Studio 54: Night Magic

Image of Studio 54: Night Magic
Author(s): 
Release Date: 
March 24, 2020
Publisher/Imprint: 
Rizzoli Electa
Pages: 
176
Reviewed by: 

Studio 54: Night Magic serves as a catalog for an exhibit that took place at the Brooklyn Museum, which means that the parameters for assessing a book of this type within the genre differ from its “cousins.”

It is a rare moment when the written word accompanied by photographs cannot fully tell the story or convey the mood and essence of a bygone era. Whether in Studio 54: Night Magic or in Ian Schraeger’s Studio 54, neither can truly offer the reader the reality and exhilaration that came with entering Studio 54.

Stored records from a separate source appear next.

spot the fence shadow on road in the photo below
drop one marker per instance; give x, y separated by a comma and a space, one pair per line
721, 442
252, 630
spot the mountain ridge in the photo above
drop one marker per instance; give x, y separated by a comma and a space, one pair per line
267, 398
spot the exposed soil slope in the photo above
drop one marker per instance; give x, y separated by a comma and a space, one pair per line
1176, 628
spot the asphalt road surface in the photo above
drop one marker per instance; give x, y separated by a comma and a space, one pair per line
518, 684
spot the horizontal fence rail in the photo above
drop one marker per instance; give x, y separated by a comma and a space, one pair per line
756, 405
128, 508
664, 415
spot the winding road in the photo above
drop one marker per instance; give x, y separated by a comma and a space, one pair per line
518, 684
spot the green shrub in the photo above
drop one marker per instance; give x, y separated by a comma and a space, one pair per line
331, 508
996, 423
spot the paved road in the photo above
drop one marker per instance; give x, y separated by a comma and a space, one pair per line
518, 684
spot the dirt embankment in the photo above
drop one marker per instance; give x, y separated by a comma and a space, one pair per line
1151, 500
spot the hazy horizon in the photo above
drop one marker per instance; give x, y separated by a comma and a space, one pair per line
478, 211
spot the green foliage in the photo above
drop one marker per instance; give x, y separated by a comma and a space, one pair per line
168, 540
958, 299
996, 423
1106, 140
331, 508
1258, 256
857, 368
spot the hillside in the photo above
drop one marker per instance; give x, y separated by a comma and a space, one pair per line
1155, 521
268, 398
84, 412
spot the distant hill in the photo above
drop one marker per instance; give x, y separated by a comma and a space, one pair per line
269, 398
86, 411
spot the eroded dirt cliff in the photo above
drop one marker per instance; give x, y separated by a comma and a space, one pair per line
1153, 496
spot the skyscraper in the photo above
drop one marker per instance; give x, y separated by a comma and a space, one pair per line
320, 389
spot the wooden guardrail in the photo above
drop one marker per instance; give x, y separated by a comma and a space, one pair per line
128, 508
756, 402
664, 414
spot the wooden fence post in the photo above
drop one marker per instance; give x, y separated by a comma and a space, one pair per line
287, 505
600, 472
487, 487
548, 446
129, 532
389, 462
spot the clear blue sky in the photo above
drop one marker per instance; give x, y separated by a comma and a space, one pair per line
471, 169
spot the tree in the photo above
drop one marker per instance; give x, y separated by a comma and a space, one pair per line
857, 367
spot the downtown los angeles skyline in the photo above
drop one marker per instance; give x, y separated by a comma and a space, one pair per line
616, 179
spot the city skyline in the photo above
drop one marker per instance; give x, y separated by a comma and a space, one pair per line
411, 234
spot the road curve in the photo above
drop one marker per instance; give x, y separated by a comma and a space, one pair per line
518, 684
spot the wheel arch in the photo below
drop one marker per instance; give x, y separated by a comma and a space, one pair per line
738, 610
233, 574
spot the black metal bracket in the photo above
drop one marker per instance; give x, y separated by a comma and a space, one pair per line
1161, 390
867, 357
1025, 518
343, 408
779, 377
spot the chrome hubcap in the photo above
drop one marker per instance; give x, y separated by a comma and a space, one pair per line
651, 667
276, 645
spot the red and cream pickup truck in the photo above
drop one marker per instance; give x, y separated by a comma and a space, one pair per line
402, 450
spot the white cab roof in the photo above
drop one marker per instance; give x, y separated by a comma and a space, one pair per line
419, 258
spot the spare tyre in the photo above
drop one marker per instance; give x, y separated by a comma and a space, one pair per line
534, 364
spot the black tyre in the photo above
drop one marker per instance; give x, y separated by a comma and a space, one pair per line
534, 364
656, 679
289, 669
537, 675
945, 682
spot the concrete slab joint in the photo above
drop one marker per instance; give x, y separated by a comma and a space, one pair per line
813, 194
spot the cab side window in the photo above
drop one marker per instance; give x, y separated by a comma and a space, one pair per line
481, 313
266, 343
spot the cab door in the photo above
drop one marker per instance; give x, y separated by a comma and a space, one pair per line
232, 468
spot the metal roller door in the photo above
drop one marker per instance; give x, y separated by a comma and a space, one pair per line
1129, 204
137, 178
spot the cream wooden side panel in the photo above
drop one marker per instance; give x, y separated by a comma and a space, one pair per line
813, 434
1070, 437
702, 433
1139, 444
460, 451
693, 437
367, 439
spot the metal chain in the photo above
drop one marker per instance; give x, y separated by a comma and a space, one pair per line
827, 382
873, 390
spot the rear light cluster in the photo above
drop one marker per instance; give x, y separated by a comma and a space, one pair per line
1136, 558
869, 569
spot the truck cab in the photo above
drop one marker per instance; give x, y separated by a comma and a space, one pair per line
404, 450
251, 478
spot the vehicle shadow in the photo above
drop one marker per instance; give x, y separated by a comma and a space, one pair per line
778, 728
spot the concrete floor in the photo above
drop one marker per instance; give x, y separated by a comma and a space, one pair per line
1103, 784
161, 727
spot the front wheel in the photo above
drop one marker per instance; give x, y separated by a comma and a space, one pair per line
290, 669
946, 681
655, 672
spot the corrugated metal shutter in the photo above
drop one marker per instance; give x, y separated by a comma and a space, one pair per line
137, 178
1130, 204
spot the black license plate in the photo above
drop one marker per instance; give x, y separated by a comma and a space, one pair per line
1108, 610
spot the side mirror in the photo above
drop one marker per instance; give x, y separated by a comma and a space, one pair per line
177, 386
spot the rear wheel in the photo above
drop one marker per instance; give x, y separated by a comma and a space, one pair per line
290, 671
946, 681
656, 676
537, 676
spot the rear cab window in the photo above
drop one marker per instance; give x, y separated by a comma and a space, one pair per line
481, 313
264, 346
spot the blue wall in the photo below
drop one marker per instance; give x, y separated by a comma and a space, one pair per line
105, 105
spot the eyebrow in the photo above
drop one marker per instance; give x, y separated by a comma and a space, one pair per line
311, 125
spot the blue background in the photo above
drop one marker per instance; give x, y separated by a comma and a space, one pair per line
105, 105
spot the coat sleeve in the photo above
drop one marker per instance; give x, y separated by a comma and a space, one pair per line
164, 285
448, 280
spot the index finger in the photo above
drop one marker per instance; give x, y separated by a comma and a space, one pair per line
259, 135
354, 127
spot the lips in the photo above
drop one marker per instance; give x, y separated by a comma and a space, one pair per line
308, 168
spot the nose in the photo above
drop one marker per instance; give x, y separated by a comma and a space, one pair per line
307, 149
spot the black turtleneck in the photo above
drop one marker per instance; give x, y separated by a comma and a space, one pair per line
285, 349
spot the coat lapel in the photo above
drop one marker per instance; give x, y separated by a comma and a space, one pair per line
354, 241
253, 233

Studio 54: Night Magic is a more technical and factual telling with diagrams, barely readable news clippings, door lists and background of this once in a lifetime disco, not a night club as it is described in the book. Yes, it was all about the  theater of New York City night life, but by no means was it a nightclub—it  was the place to be, to dance, do drugs, see and be seen, and to lose yourself in this magical, fantastical world that was Studio.

Yokobosky takes a decidedly different tack in describing the life and times of this phenomenon that only lasted three years and has endured the test of time for over three decades. He has chosen to explain the background and the mindset of Studio’s two owners while constructing and conceiving this pleasure palace, which is not the information that many readers will be searching for when they purchase the book. While the book may be interesting and amazingly visionary in many ways, the prospective reader wants to either relive being there or bemoan not having lived through this era.

The author has somehow rebranded Studio 54 as an event space given its focus on “special event evenings” as well as a nightclub, when in fact it was the disco of discos and the barometer by which all others were and are judged to this day. This reader found the telling disjointed and, in many ways, tangential to what the actual “moment” captured at a time when New York City was falling apart, yet the raw hedonism of Studio 54 reminded you of Nero fiddling while Rome burned.

One can only surmise that the museum exhibit itself is more inspiring than the book, but there are some who will revel in this telling of a legendary era and club in the long history of New York City nightlife.

Bluntly put, maybe you just had to be there to experience it and to understand what made this rarefied place so different and unique when compared to any other cha-cha palace you danced in anywhere in the world.